Oath Keepers founder Stewart Rhodes explains that Oath Keepers will stand down rather than carry out such illegal orders, and be prepared to defend law-abiding citizens against the aggression of a lawless government.
Predictably, Oath Keepers has been identified as a domestic enemy by Morris Dees' for-profit Stasi, the so-called Southern Poverty Law Center (SPLC).


SPLC Commissar Mark Potok (whose name, appropriately, is very similar to a Klingon epithet describing a sleazy, cowardly wretch).



According to the SPLC and its allies in the government-aligned media, the principled refusal of Oath Keepers to carry out criminal violence against innocent citizens is a variety of terrorism, or at least something akin to terrorism.


During a recent installment of Chris Matthews' cable television program, Matthews and SPLC apparatchik Mark Potok did their level best to contort comments made by Oath Keepers founder Rhodes into an endorsement of insurrectionary violence.


Matthews, who appears to be bucking for a Daytime Emmy, theatrically feigned incredulity that any responsible person could believe it possible that concentration camps could be erected on American soil -- ignoring such trivial matters as the WWII-era detention of Japanese-Americans and the hideous treatment of American Indians during the 19th Century. For his part, Potok insisted that Oath Keepers were cultivating terrorism by spreading alarmist rhetoric about the possibility of martial law.


Bear in mind that the SPLC's core fund-raising activity consists of hitting up elderly donors with appeal letters that traffic in alarmist rhetoric that treats the tiny, inconsequential white supremacist movement as nothing less than the Fourth Reich on the March.


To judge from the SPLC's standard spiel, the most significant threat to individual rights comes from toothless cretins in Klan regalia and socially inept Nazi wanna-bes with man-boobs. Meanwhile, black Americans, Latinos, and other people for whom the SPLC displays such supposed solicitude are being terrorized by armed government officials who are carrying out a very literal war within our borders.

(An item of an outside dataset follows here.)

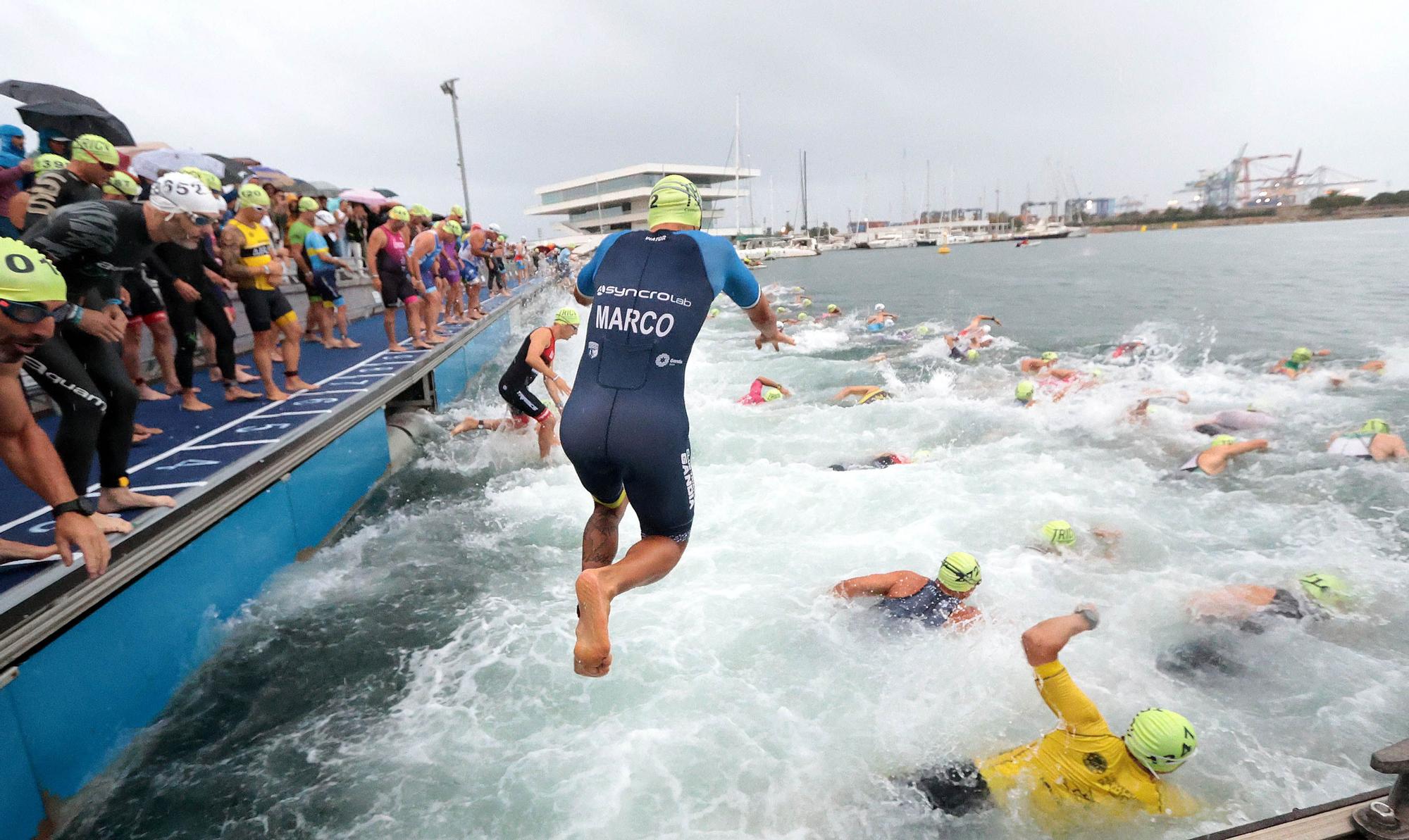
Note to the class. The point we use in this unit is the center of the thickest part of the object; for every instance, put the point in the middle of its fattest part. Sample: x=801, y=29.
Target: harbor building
x=607, y=202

This presents Oath Keepers with a splendid PR opportunity that should become one of its most important ongoing campaigns: Why doesn't that organization reach out to another estimable group, Law Enforcement Against Prohibition, in demanding an end to the "war on drugs"?


Most of the unconscionable acts and policies the Oath Keepers oppose -- wholesale violation of individual rights, detentions, confiscations, civilian disarmament, militarization of domestic law enforcement -- are not a vague future possibility, but rather a tangible reality right now because of the "war on drugs."


Most, but by no means all, of the victims of that war are non-white Americans.
It would be entertaining to watching the SPLC try to explain how Oath Keepers could qualify as a "hate group" even as they took up the cause of black and Hispanic Americans suffering official abuse by way of the "war on drugs."


Valuable as it is for Oath Keepers to inoculate police and military personnel against the prospect of wholesale martial law, the group should be urging such personnel to stand down right now when it comes to carrying out manifestly unconstitutional and anti-American drug war policies.


The Oath Keepers should urge police and Sheriff's Departments to reject counter-narcotics grants and federal subsidies of any kind, including equipment transfers and other material support from the Pentagon. They should find the honest and principled law enforcement personnel who are mortified by the transformation of so many police and Sheriff's departments into criminal syndicates through the practice of "asset forfeiture." And they should take the point in reining in the ever-expanding use of SWAT teams (as a prelude to abolishing them outright, of course).


We're constantly reminded that "most" law enforcement officers are decent, public-spirited men who are disgusted and alarmed by corruption and the abuse of power. By urging that law enforcement stand down from the "war on drugs," Oath Keepers could help us learn whether this is actually the case.

(My thanks to several contributors in the comments thread who corrected an error in an earlier version of this essay: I had mistakenly referred to I-85, rather than I-80, as a major east-west interstate highway.)